In Finally We Are No One, mùm made me dream, like every great group/artist who makes extensive use of computers to create not songs, but illusions, dreams, emotions. I position mùm among the best.
In Finally We Are No One, they left me in an imaginary forest softened by sounds of electronic waterfalls, looking at the sky I saw many suns by day, many moons by night...a fantastic, solitary world where I felt comfortable...
With Summer Make Good, I leave this forest and venture into small cities, also electronic; that sense of liquid that I experienced in their first masterpiece disappears, and I find rougher, grayer sounds...like
abandoned cities....
Okai, I admit this can't be defined as a review, but mùm make me forget the technical details; with them I enter a dream of music.
For those who have not appreciated mùm, or find them...bland...or "nothing special", I ask you to turn off the light in your room, perhaps late at night, and put on headphones with this CD (or even the first one) and then possibly say if they are bland or something similar. In my opinion, mùm create pure poetry. That's all.
Icelandic musicians seem to act unbounded by any contamination, resulting in a kind of dadaism and experimentation hard to match.
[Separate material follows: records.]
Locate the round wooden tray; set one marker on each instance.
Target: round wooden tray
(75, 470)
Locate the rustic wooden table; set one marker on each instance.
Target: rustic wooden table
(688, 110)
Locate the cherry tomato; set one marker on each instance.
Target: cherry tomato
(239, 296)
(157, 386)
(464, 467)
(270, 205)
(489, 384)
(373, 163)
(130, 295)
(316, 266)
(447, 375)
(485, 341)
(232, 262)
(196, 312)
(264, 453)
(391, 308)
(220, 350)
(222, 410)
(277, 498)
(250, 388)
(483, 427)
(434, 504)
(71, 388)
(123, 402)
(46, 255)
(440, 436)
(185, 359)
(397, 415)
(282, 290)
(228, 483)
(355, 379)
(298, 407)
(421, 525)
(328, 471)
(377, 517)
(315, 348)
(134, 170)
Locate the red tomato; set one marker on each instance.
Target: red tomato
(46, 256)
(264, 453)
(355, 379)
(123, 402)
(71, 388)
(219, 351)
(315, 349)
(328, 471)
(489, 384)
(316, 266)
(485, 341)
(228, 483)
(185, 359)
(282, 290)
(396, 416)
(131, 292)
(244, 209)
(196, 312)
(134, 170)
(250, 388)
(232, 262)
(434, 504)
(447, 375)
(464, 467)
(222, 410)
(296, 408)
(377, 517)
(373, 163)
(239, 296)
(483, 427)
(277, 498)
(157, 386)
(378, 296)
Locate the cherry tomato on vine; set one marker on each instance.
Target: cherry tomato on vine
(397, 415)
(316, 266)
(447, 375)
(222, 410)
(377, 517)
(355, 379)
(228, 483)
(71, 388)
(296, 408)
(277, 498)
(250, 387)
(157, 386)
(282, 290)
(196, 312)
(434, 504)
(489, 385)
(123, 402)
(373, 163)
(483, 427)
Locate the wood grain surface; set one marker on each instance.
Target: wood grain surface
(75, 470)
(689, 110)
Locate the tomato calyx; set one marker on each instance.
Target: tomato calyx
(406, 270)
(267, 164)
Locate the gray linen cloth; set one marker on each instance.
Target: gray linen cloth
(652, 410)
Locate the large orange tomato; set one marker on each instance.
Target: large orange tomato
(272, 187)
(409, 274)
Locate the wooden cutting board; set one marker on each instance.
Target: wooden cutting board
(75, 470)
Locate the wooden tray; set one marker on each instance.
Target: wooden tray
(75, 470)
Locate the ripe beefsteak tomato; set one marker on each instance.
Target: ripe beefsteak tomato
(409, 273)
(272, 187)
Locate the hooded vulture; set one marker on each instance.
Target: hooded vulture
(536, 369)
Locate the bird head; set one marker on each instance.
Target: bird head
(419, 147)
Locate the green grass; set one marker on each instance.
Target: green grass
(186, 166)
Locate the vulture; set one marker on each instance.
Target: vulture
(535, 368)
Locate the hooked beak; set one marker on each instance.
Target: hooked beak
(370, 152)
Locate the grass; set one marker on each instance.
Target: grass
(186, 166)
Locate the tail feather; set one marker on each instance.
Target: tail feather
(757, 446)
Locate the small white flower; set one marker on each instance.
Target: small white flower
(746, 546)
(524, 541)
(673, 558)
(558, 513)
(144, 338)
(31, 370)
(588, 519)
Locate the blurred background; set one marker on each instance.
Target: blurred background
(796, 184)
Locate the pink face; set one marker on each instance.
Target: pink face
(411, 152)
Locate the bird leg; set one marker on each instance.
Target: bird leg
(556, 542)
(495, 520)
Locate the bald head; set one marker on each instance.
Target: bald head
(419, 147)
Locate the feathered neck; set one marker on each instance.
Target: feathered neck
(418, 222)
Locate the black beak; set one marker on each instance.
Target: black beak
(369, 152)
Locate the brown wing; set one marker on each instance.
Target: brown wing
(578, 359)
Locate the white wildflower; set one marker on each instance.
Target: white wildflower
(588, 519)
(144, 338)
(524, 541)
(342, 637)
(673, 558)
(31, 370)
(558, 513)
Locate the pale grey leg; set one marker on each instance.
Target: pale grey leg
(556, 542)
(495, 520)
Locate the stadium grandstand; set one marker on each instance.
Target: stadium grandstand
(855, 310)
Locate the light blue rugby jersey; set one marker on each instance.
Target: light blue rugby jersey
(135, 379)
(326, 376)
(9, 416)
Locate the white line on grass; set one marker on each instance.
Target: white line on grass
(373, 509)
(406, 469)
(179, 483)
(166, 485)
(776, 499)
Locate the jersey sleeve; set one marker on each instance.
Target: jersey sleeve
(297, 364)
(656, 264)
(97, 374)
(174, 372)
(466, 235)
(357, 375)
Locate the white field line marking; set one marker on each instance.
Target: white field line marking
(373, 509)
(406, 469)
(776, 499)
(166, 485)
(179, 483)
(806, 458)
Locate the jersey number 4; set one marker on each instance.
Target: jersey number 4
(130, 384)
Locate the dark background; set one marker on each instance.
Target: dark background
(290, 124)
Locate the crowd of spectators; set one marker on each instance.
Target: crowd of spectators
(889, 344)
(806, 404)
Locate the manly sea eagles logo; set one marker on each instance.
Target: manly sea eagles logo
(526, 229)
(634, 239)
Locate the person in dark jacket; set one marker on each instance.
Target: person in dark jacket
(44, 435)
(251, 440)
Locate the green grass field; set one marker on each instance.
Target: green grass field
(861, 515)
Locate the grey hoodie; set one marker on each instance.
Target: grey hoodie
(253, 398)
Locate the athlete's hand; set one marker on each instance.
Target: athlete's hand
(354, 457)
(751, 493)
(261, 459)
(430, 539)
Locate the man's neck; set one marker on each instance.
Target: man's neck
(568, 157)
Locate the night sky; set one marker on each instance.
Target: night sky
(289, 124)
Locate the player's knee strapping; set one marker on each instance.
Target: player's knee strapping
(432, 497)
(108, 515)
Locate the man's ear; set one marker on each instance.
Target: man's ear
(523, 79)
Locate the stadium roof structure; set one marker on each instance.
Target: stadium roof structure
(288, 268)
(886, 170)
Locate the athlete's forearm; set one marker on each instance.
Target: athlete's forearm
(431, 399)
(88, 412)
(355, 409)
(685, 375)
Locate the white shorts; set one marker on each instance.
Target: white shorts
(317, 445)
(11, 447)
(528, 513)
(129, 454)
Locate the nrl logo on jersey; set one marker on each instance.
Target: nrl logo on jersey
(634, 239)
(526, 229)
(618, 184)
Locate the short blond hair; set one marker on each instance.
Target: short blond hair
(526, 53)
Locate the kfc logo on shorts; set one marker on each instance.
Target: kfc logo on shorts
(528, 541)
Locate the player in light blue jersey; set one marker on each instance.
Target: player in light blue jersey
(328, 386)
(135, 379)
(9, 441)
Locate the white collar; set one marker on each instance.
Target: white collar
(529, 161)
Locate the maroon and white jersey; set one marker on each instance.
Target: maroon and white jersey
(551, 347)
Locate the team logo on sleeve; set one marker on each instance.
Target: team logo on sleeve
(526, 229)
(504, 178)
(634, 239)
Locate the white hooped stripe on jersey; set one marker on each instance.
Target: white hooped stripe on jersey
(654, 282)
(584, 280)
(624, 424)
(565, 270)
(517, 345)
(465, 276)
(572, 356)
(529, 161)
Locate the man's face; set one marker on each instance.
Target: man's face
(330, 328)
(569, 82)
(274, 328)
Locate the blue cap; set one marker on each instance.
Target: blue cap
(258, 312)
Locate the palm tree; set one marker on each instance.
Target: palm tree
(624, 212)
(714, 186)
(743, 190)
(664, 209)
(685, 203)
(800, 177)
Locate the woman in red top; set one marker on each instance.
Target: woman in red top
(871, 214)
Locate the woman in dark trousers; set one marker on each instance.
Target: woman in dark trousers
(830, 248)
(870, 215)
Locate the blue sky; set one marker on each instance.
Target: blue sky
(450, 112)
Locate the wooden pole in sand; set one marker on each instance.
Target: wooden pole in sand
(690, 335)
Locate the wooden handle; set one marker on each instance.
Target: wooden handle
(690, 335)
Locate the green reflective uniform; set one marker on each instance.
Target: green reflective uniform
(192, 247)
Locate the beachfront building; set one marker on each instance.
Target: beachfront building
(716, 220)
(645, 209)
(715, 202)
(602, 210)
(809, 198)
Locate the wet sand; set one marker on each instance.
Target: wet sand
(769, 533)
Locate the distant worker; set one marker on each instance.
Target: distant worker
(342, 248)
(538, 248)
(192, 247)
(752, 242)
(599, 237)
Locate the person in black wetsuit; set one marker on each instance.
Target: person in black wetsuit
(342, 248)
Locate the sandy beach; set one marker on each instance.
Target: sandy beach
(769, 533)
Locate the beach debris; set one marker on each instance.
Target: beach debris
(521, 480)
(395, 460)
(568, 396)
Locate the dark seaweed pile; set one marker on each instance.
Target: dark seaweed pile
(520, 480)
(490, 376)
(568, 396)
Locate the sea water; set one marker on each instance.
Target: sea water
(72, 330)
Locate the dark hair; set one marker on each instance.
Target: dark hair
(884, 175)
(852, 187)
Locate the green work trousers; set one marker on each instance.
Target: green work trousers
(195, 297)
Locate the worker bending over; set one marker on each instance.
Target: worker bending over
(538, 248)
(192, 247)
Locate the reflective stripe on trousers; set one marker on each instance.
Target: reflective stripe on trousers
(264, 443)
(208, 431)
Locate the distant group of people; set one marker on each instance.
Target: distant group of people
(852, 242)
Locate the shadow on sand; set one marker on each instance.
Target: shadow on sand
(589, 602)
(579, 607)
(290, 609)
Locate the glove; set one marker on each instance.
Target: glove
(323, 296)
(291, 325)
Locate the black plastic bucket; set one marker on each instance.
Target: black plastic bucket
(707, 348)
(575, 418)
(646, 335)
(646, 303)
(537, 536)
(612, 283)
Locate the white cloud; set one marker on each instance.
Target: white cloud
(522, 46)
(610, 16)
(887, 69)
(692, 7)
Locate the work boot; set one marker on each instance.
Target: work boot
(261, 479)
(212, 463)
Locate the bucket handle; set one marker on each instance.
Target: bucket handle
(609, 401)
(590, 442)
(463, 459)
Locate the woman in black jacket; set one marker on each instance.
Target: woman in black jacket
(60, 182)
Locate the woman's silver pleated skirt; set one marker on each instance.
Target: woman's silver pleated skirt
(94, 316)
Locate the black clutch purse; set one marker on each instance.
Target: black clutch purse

I imagine sitting by the window of my little house in Reykjavik, watching the snow mixed with rain fall outside, enjoying a cinnamon tea.
A shadow has fallen over the fantastic world of Múm, now singing melancholic songs by candlelight, surrounded by great darkness.
This 'Summer Make Good' is a much more personal and intimate album, where haunting memories and delicate stories intertwine.
Listening seems to see grassy blankets, glaciers, and puddles.
'Summer Make Good' actually sounds sadder and more introspective than previous records.